Escucho, esperando que la puerta principal se abra y se cierre; esperando el momento en que se me permitirá derrumbarme. Pero todo lo que escucho es a Edward vomitando y tirando la cadena del baño.
Me paro fuera del baño, golpeando dos veces. A través de la puerta cerrada, le pregunto si está bien. Cuando no responde, me dejo entrar.
Su cara está pálida y sus ojos están asustados.

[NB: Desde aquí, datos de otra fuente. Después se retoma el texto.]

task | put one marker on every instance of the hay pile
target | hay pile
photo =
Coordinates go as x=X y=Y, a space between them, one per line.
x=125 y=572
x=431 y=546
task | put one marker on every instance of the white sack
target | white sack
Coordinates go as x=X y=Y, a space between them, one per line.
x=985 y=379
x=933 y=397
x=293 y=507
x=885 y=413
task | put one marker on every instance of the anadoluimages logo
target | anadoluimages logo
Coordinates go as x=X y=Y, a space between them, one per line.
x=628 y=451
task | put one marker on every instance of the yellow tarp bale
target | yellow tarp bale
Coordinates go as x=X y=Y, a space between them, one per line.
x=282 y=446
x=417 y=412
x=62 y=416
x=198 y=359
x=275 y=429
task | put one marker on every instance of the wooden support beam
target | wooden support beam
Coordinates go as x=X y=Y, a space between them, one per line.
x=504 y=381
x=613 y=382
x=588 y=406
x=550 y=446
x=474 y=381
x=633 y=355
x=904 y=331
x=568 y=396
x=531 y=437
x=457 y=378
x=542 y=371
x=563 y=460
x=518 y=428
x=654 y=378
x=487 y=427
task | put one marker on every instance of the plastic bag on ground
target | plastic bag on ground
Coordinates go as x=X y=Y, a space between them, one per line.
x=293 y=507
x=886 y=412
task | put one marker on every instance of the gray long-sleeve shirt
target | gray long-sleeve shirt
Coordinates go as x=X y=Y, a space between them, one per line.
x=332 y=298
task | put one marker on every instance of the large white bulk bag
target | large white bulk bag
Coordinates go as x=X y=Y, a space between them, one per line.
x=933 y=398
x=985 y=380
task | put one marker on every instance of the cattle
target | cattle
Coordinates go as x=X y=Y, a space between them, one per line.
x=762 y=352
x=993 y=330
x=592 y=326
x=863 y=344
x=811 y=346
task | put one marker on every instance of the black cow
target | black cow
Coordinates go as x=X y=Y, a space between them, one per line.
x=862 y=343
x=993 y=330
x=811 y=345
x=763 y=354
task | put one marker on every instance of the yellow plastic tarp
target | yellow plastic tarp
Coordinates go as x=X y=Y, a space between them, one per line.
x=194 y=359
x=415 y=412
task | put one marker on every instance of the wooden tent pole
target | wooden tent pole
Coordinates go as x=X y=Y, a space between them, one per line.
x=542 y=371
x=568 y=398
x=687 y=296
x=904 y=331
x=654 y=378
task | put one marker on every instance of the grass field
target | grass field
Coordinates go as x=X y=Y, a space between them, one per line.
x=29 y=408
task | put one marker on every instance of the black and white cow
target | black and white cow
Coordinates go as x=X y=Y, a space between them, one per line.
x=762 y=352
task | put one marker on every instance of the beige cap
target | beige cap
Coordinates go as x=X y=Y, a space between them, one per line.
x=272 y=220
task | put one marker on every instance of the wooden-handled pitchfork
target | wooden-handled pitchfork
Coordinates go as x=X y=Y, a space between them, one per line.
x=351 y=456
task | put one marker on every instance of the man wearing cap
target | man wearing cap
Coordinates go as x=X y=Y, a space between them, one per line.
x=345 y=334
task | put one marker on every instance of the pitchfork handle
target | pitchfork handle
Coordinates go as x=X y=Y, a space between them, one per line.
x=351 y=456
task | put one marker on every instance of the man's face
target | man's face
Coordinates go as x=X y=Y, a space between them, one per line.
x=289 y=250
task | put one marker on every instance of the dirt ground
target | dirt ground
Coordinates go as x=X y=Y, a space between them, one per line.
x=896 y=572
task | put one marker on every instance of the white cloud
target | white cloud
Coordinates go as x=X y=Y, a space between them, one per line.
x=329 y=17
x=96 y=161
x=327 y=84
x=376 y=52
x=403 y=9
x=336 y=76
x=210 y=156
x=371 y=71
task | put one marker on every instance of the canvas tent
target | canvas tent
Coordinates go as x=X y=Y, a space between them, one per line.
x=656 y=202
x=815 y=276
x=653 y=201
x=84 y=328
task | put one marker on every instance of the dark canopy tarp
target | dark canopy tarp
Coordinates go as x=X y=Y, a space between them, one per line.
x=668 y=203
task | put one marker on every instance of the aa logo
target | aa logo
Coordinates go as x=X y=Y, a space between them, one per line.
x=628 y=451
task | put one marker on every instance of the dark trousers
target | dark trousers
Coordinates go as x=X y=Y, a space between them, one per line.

El cabello se le pega a la frente y con una mano temblorosa, él lo aleja. Nunca antes lo he visto así. El hombre que emana confianza no está aquí y eso me asusta.
Me arrodillo, extendiendo la mano para tocarle el brazo pero él se aleja, parándose y pasándome, dirigiéndose a la cocina.
—¿Qué está pasando? —demando, siguiéndolo—. ¿Estás enfermo?
Me ignora. El grifo está abierto y él toma un poco de agua. Se la pasa por la boca antes de salpicarse la cara.
—Oye —intento otra vez—. Háblame.
—Jesús —espeta. Su mirada es de hielo y sus palabras son frías—. Ya jodidamente te dije que tengo que lidiar con el trabajo.
Su voz me sobresalta. No nos hablamos así. Nunca lo hemos hecho. Ni siquiera cuando estábamos en nuestro peor momento.
Las lágrimas pinchan en mis ojos y la sangre arde en mis mejillas.
—No me hables así. No te atrevas.
—Lo siento —exhala, cerrando los ojos con fuerza—. Lo siento.
Agarra su paquete de cigarrillos, deslizándolos en su bolsillo trasero. Se pone las botas y agarra sus llaves y evita mi mirada.
—¿En serio? ¿Te vas, así? —pregunto, esta necesidad de desafiarlo más fuerte que nunca antes—. ¿No me vas a decir lo que en realidad está pasando?
—No puedo.
—Sí puedes —enfatizo—. Puedes decirme cualquier cosa.
Se mueve hacia la puerta principal.
—Estoy bajo mucha jodida presión en este momento, así que déjalo ir.
—¿Presión con qué? No sé nada porque tú no me hablas.
—No sé cómo hablarte de esto. No jodidamente entenderías.
Se vuelve borroso en mi visión. Parpadeo las lágrimas.
—La única razón por la que no entiendo lo que está pasando en porque no me lo dices.
—No es de tu incumbencia. —Sus palabras lastiman, pero es lo que dice a continuación lo que me hace sangrar—. Y si me vas a dar mierda entonces puedes jodidamente irte.
Él lo dice tan simple. Como si estuviera desafiándome. Como si no creyera que en realidad lo haré.
Diez minutos después de que sale furioso del departamento, empaco una maleta. No lloro. Y acepto su desafío.